In generale, tuttavia, dobbiamo imparare a diffidare degli articoli di giornale che pongono domande (esplicite o meno) spacciandole per fatti: vogliono sempre portarci da qualche parte, a prendere posizioni che conoscendo i fatti duri e puri non prenderemmo. Fanno leva sui dubbi per manipolare la nostra opinione, ed è una tecnica efficacissima, poiché i dubbi instillati sembrano provenire da dentro di noi, sembrano nostri pensieri, nostre convinzioni e noi siamo sicuramente la prima e forse l’unica persona di cui ci fidiamo ciecamente.
Questa tecnica, messa in mano ai bugiardi (che spesso sono quelli che la usano meglio), è un’arma di distrazione di massa con un potere tremendo. Non si può impedire ai bugiardi di utilizzarla, ma possiamo cercare di renderla inefficace.
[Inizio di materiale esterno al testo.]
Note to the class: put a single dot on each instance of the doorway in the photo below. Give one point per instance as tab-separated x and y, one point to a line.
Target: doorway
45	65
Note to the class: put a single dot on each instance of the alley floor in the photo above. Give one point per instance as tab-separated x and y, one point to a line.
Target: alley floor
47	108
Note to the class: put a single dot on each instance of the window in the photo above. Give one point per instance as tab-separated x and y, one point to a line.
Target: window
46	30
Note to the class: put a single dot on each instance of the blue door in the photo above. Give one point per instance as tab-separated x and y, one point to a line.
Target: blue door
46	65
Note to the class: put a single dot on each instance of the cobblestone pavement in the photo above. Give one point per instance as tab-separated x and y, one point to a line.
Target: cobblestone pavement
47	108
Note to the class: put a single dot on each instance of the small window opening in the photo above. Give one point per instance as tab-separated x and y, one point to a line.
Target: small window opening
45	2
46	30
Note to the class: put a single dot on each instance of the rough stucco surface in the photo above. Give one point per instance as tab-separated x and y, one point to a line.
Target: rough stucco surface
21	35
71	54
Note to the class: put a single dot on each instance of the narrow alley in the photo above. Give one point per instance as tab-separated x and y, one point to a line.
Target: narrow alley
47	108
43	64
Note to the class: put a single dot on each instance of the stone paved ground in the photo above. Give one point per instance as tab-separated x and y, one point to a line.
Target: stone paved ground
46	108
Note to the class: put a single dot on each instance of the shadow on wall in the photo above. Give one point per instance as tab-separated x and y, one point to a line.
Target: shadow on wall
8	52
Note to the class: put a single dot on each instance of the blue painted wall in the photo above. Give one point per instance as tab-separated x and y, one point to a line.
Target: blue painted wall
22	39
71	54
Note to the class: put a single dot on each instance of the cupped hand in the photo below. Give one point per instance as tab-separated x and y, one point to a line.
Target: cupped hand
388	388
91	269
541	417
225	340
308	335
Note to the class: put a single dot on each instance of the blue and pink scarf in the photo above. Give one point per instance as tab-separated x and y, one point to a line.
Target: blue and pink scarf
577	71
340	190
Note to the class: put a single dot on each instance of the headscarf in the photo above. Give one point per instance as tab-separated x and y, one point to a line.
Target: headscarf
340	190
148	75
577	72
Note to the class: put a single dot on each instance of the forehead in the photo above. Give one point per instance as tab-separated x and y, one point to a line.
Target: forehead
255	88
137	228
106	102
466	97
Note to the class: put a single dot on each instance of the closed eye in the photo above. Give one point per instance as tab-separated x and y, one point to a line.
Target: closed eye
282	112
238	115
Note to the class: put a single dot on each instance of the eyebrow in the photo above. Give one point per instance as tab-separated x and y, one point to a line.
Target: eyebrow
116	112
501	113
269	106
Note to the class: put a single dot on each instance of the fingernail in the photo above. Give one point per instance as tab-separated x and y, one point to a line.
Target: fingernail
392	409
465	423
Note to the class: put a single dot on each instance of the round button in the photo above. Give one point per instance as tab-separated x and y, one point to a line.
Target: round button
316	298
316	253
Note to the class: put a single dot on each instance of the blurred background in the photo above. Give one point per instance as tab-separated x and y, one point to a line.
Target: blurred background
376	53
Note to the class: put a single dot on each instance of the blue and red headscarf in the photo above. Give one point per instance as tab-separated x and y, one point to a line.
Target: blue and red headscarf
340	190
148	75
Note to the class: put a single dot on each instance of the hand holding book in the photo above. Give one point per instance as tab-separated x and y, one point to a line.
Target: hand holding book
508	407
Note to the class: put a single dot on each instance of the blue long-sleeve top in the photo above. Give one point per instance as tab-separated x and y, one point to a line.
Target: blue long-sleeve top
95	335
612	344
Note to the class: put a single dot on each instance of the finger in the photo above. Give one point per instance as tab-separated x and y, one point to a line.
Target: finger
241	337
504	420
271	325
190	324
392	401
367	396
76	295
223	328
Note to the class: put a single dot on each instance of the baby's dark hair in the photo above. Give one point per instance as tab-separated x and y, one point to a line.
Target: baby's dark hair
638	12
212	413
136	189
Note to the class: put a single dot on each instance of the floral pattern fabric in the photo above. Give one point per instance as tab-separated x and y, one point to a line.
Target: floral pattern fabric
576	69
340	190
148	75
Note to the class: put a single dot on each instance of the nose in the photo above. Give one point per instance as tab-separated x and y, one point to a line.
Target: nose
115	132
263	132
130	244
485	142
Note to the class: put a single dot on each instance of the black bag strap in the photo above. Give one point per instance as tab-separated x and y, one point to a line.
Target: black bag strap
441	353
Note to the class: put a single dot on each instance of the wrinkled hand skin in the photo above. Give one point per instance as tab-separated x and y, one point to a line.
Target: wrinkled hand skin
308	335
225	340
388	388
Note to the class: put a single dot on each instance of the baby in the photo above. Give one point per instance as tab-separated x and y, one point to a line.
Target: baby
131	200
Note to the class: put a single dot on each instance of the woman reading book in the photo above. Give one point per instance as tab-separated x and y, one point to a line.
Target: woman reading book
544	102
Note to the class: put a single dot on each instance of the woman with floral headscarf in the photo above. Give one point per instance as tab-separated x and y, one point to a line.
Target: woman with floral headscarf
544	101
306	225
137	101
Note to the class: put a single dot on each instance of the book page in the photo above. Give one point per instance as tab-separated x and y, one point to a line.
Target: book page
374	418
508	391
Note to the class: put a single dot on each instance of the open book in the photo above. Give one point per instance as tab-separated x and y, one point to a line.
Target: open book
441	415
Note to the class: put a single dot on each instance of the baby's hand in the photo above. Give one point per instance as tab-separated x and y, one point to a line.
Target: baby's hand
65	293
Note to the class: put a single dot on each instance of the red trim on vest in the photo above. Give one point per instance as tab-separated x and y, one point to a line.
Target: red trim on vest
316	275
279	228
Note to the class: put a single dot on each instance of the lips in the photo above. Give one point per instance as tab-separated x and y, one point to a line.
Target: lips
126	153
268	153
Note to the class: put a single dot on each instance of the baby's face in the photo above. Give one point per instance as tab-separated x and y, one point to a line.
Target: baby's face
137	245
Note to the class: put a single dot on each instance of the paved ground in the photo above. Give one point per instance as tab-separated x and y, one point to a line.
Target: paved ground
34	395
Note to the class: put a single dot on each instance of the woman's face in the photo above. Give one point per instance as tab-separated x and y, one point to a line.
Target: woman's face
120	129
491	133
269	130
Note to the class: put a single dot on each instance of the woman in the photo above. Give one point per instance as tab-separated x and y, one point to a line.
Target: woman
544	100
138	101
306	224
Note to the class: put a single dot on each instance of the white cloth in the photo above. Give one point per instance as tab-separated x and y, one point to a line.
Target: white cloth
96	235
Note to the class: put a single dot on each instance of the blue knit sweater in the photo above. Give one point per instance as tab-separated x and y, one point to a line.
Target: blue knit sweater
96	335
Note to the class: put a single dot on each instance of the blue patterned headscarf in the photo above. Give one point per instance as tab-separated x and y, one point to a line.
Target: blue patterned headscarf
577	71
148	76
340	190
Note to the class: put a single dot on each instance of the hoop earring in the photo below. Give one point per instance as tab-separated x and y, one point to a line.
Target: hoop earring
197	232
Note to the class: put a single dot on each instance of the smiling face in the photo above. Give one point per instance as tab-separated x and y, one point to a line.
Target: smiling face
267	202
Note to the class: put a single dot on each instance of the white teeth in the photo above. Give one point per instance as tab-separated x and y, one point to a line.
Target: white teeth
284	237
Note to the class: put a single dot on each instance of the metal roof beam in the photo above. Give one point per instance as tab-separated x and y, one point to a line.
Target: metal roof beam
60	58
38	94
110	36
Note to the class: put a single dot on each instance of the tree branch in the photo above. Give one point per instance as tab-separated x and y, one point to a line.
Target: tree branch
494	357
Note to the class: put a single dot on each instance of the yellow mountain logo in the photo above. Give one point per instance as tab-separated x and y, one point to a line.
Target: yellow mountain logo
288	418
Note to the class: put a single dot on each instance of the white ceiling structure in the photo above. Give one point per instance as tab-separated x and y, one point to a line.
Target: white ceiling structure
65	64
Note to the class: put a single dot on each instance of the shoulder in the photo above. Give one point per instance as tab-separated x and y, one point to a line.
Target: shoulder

Lo so, informarsi è faticoso, specialmente in questo Paese. Purtroppo è una conseguenza dello scarso pluralismo, della concentrazione dei mezzi d’informazione nelle mani di poche persone: in altri Paesi è molto più facile, perché i fatti sono chiaramente separati dalle opinioni e vi sono molte campane che raccontano le stesse cose da angolazioni diverse. Tutto il contrario dell’articolo del Corriere e di molti altri capolavori della stampa italiana.